Of the TVPA, Brown writes:
Introduced by Iowa Sen. Chuck Grassley, the bill (S.1312) gives the attorney general power to file a civil suit against anyone suspected of committing or planning to commit “any action that constitutes or will constitute” a violation of various federal statutes. If a court agrees, the person or entity would have to stop whatever activity allegedly contributed to a current or future crime.
This is power above that of normal police and criminal law proceedings. It could allow the feds to preemptively shut down websites, search engines, social apps, browsers, encryption services, or brick-and-mortar businesses because criminals (broadly defined) might communicate there.

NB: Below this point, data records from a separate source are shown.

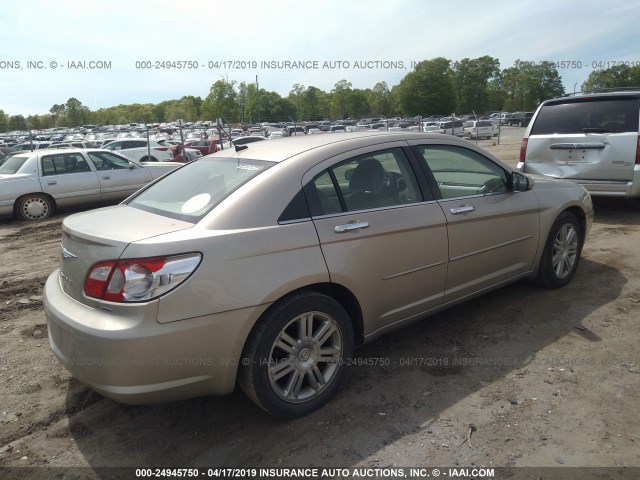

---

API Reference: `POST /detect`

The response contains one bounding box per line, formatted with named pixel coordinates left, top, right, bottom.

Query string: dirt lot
left=0, top=129, right=640, bottom=478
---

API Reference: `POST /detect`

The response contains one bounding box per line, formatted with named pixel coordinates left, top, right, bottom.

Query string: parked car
left=507, top=112, right=533, bottom=127
left=103, top=138, right=174, bottom=162
left=517, top=91, right=640, bottom=198
left=47, top=141, right=92, bottom=148
left=500, top=112, right=513, bottom=125
left=13, top=141, right=51, bottom=152
left=433, top=119, right=464, bottom=137
left=464, top=120, right=494, bottom=140
left=0, top=148, right=177, bottom=220
left=44, top=132, right=593, bottom=418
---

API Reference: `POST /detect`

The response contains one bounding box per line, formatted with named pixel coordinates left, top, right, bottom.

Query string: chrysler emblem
left=60, top=245, right=78, bottom=259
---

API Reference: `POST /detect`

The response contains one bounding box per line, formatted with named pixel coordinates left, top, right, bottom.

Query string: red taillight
left=84, top=253, right=202, bottom=302
left=519, top=138, right=529, bottom=162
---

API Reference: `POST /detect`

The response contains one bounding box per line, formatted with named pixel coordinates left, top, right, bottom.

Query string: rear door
left=303, top=142, right=448, bottom=335
left=524, top=96, right=640, bottom=181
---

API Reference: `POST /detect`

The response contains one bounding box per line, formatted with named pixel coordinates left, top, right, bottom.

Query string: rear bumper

The power applies to suspected violations of the Mann Act (which prohibits driving adult sex workers across state lines, among other things), federal conspiracy statutes, and U.S. criminal-code sections 77 and 110. This is a massive category of offenses including everything from forced labor and sex trafficking to using misleading words, images or domain names to get someone to view obscenity, sexting with a minor (even if one is a minor), enticing someone to cross state lines for illicit-sex purposes, harboring an undocumented immigrant in a place of prostitution, publishing any details about a minor that are used in furtherance of a sex offense, unlawful conduct with immigration documents for work or sex purposes, or attempting or conspiring to commit any of the above.